Since you mentioned the both of them are single, maybe they aren't inviting you because they are "interested" in one another. Just a thought.

If you are working at a non-profit there should still be some operating procedures to go by and a board of directors. This seems too much of a law suit waiting to happen. If the boss is going to socialize with the other employees then he/she needs to make sure all are invited and its in a very neutrual surroundings, otherwise problems will arise. Have you spoken to her about this, if not then it may be time to do so? What will happen if this person gets mad over something

I disagree with Jocelyn and Jo. Socializing after work, with peers and superiors, is a normal part of many office cultures. In social services, socializing and "de-pressurizing" seem to be especially important to many people. When I worked in social services, I always thought certain things were not "fair" because your whole life is about justice and equality for all, but now that I work in a corporation, I realize that office politics are part of the job. Or they should be, if you want anything to change.

Doy you want the opportunity to network at these events?
Are the events you would like to be invited to work-related or social? If they are in a work context, you could probably ask to attend without awkwardness. If they are social, you are going to have to be more socially involved with your boss if you expect to be invited. Invite the boss and the case manager out. Pay attention. You will get a better grasp of their relationship and they will see that you want to socialize too and maybe get to know you on a more personal level. You can then find out about the social events you wish to attend and figure out the best way to proceed.

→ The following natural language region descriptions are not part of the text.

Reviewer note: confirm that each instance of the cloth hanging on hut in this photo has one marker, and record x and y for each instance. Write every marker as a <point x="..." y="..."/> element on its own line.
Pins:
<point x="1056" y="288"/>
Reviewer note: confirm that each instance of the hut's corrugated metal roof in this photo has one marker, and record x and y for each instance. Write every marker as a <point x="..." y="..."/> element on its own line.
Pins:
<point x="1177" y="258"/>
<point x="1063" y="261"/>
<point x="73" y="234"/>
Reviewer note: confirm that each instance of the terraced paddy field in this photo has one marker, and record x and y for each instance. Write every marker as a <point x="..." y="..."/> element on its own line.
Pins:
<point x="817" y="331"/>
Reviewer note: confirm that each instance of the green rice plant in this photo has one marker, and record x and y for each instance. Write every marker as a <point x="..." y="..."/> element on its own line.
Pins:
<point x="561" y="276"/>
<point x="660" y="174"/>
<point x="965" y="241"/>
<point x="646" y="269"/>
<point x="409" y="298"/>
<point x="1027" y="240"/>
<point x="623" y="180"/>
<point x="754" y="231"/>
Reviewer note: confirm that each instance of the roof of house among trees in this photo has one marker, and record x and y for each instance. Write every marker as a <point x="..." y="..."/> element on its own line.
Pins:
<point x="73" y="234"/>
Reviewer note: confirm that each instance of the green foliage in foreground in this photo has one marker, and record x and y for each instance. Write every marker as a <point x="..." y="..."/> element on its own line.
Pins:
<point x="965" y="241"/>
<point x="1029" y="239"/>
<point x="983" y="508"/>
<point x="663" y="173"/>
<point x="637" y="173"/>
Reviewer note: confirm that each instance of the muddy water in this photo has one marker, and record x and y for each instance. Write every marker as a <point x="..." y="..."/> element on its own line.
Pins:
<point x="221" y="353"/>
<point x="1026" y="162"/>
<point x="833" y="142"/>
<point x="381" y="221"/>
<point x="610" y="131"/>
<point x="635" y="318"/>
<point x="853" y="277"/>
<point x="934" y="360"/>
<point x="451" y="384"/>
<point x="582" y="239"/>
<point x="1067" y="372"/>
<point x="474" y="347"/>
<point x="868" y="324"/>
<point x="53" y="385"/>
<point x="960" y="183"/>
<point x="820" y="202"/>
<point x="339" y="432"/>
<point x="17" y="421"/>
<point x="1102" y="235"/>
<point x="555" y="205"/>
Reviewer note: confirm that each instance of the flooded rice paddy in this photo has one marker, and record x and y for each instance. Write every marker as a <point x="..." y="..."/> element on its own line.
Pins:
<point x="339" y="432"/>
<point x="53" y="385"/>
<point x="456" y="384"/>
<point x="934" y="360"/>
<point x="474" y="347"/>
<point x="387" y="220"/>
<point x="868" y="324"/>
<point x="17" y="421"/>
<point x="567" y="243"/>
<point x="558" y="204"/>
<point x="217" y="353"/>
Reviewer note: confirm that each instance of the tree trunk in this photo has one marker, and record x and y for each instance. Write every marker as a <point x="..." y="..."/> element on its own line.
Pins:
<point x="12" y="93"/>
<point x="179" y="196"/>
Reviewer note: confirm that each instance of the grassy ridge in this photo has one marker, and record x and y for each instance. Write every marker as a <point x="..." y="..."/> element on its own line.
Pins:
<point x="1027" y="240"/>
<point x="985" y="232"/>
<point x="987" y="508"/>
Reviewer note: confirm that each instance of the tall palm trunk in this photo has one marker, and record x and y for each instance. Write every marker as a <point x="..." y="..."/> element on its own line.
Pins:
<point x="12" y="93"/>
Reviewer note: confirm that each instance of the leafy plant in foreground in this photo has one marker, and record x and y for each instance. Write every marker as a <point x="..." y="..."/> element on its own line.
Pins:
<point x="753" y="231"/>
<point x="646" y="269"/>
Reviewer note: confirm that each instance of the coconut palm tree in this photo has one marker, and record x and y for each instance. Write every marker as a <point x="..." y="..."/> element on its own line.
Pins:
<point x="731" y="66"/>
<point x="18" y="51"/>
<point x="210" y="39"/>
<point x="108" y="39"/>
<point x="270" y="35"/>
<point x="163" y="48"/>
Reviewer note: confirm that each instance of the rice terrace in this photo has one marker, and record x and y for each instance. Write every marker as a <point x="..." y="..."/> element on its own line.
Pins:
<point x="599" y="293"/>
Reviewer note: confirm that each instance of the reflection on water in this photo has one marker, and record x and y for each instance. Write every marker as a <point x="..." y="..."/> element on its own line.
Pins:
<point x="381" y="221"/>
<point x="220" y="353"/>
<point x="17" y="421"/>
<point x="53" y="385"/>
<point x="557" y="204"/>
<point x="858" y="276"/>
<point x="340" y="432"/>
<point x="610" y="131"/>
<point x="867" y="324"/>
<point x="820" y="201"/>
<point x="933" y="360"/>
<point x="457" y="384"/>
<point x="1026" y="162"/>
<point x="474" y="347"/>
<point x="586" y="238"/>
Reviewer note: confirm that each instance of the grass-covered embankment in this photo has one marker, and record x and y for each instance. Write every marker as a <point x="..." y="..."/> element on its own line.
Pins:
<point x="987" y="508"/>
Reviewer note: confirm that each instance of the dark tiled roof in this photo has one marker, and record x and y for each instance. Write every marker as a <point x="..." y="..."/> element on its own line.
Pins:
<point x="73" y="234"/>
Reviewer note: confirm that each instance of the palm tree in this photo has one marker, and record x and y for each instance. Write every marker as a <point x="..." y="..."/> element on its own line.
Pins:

Or do you just want to "break-up" their relationship?
I would recommend getting over it. This is life. If, and when, it negatively affects your job, then you can bring it up to your boss in that context. But you'd better have specifics.

You know the old saying "You can pick your friends, but not your relatives"? Well..., in the case of co-workers and friends, perhaps the same thing applies. There are lots of people I work with and for who I probably wouldn't "click" with in a social setting - and vice versa. I don't worry about it, or expect to be invited to their social functions. Once in a while I find someone at the office who I do share similar interests with and want to get to know better. In that case, I will ask them to go to lunch, etc. and let the relationship progress. Other than that, I make my friends outside of the office and don't concern myself with the social lives of my co-workers. If as a single parent all you do is work and take care of your kids, then you might see being excluded from your co-workers social activities as a slight. If, on the other hand, you make your own friends and fun outside of the office, you will be less likely to be affected by your co-workers relationship outside of the office. My advice would be, unless there is blatant partiality or prejudice toward you going on in the office, don't look for trouble. Just take care of your own social life.

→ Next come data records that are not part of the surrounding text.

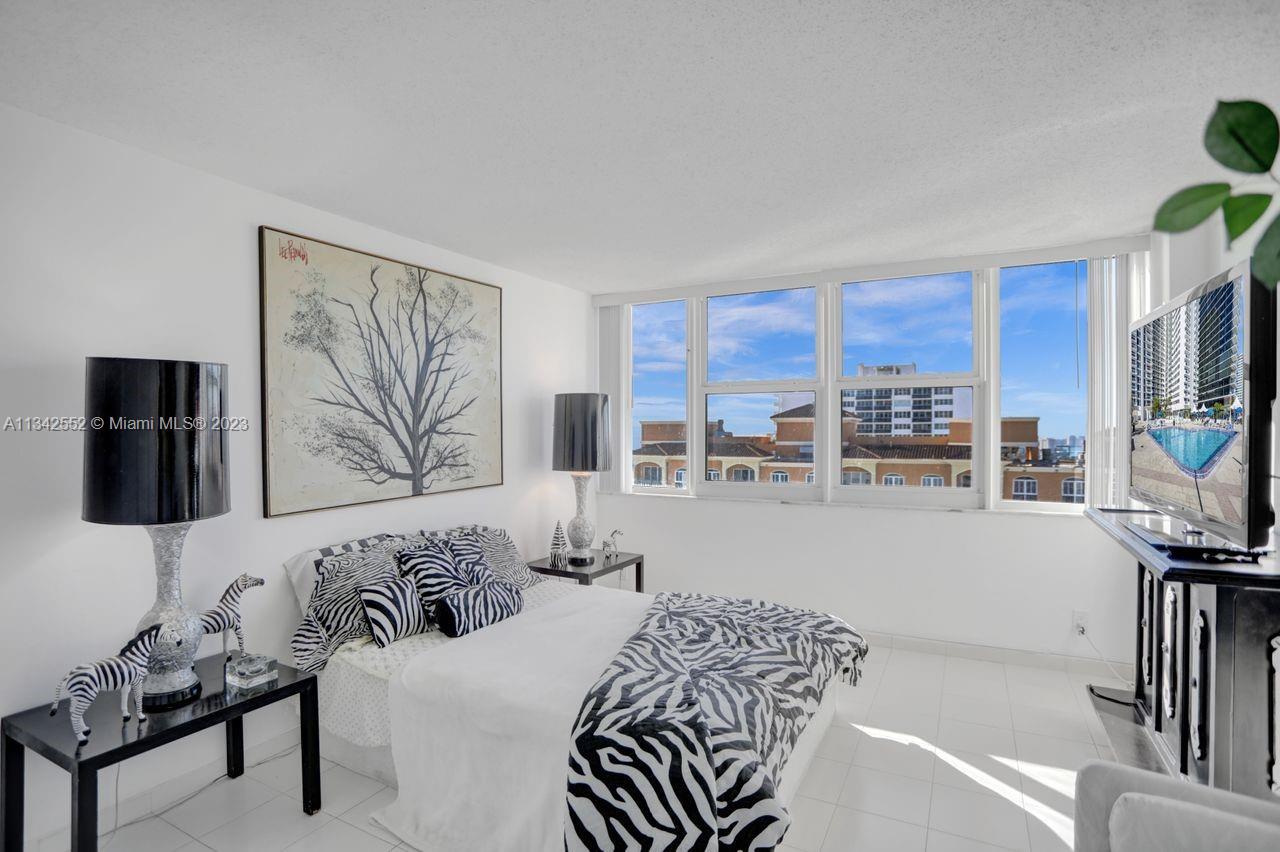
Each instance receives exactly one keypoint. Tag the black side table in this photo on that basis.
(113, 741)
(584, 575)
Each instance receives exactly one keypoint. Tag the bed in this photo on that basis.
(476, 768)
(592, 718)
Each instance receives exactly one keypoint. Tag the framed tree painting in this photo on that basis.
(380, 379)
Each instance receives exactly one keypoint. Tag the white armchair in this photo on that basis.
(1120, 809)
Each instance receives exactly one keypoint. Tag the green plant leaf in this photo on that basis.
(1266, 256)
(1243, 136)
(1242, 211)
(1191, 206)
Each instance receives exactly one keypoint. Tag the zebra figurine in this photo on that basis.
(225, 615)
(123, 672)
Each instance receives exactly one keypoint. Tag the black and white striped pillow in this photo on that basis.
(469, 609)
(469, 553)
(334, 614)
(499, 553)
(393, 610)
(504, 559)
(434, 572)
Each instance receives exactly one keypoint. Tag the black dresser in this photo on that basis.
(1207, 663)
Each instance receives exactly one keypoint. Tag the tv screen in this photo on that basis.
(1202, 378)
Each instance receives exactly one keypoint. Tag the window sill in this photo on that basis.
(1042, 512)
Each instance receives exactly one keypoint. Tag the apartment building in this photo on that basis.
(910, 461)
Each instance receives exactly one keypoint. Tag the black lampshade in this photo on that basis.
(146, 458)
(581, 439)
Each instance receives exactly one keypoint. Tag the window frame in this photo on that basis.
(702, 390)
(984, 471)
(626, 456)
(1073, 480)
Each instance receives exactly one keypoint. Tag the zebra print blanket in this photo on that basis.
(681, 741)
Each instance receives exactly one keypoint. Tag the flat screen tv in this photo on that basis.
(1202, 380)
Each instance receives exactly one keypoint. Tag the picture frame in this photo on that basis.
(380, 379)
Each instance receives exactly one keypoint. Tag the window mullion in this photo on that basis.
(987, 431)
(695, 435)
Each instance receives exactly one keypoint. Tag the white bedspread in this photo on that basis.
(480, 727)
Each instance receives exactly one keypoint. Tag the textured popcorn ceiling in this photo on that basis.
(632, 145)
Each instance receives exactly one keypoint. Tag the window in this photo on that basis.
(1025, 488)
(1043, 376)
(762, 337)
(658, 389)
(745, 431)
(908, 325)
(648, 475)
(1073, 490)
(922, 426)
(964, 388)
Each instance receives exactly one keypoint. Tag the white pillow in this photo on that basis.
(301, 569)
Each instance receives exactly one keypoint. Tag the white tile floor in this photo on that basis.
(927, 752)
(950, 755)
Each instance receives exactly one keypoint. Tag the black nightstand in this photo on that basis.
(113, 741)
(584, 575)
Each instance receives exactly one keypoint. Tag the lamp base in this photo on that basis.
(160, 701)
(170, 679)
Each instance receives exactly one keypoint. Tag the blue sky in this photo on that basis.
(927, 320)
(1038, 329)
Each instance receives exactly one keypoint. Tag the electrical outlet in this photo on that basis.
(1079, 622)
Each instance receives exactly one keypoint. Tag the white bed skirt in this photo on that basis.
(481, 727)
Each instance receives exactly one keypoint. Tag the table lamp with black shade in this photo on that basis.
(581, 445)
(156, 456)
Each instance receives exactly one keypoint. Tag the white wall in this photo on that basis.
(1000, 578)
(110, 251)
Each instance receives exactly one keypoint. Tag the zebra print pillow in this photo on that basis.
(302, 568)
(393, 610)
(469, 609)
(336, 614)
(469, 553)
(434, 572)
(499, 552)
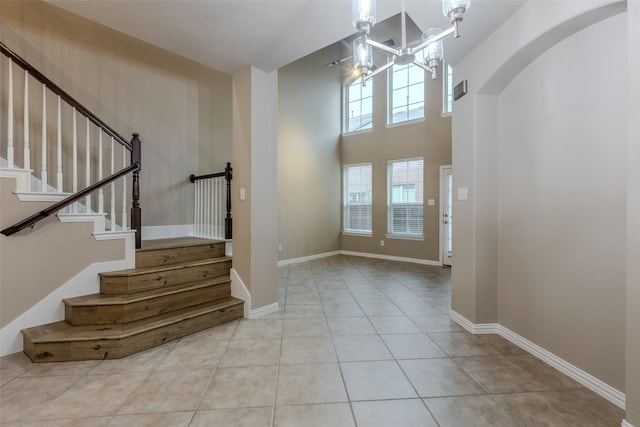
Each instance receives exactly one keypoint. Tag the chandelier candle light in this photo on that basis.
(364, 17)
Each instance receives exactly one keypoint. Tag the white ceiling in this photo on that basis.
(229, 35)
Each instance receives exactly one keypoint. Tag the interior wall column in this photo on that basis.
(255, 101)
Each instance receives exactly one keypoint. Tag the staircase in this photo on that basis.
(180, 286)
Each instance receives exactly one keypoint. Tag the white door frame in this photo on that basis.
(444, 260)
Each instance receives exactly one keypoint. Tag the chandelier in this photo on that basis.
(364, 18)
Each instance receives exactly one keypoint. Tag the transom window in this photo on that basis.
(358, 114)
(357, 198)
(405, 197)
(406, 92)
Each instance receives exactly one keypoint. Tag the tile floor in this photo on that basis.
(359, 342)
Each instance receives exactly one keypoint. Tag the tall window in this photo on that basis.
(357, 198)
(358, 107)
(405, 193)
(447, 89)
(406, 92)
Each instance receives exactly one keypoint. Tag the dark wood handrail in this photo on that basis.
(64, 95)
(228, 176)
(28, 222)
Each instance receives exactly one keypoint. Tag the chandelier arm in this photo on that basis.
(381, 46)
(440, 36)
(379, 70)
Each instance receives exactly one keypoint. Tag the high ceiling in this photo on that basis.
(229, 35)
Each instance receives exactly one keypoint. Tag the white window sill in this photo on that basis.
(357, 233)
(405, 237)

I've been interested in reading the comments. In reference to the comments posted by Jocelyn & Amy, they are both women and one of them is involved, just not married. How interesting that in our culture we still hear "boss" and assume "man". Thanks to Jocelyn & Jo for the great comments. I don't think that "office politics" should be a part of the job...positive job performance should be all that's considered. And the question wasn't about a desire to socialize or make friends...it was about an unfair distribution of networking opportunities, which can seriously affect a career. This is ethical, not personal.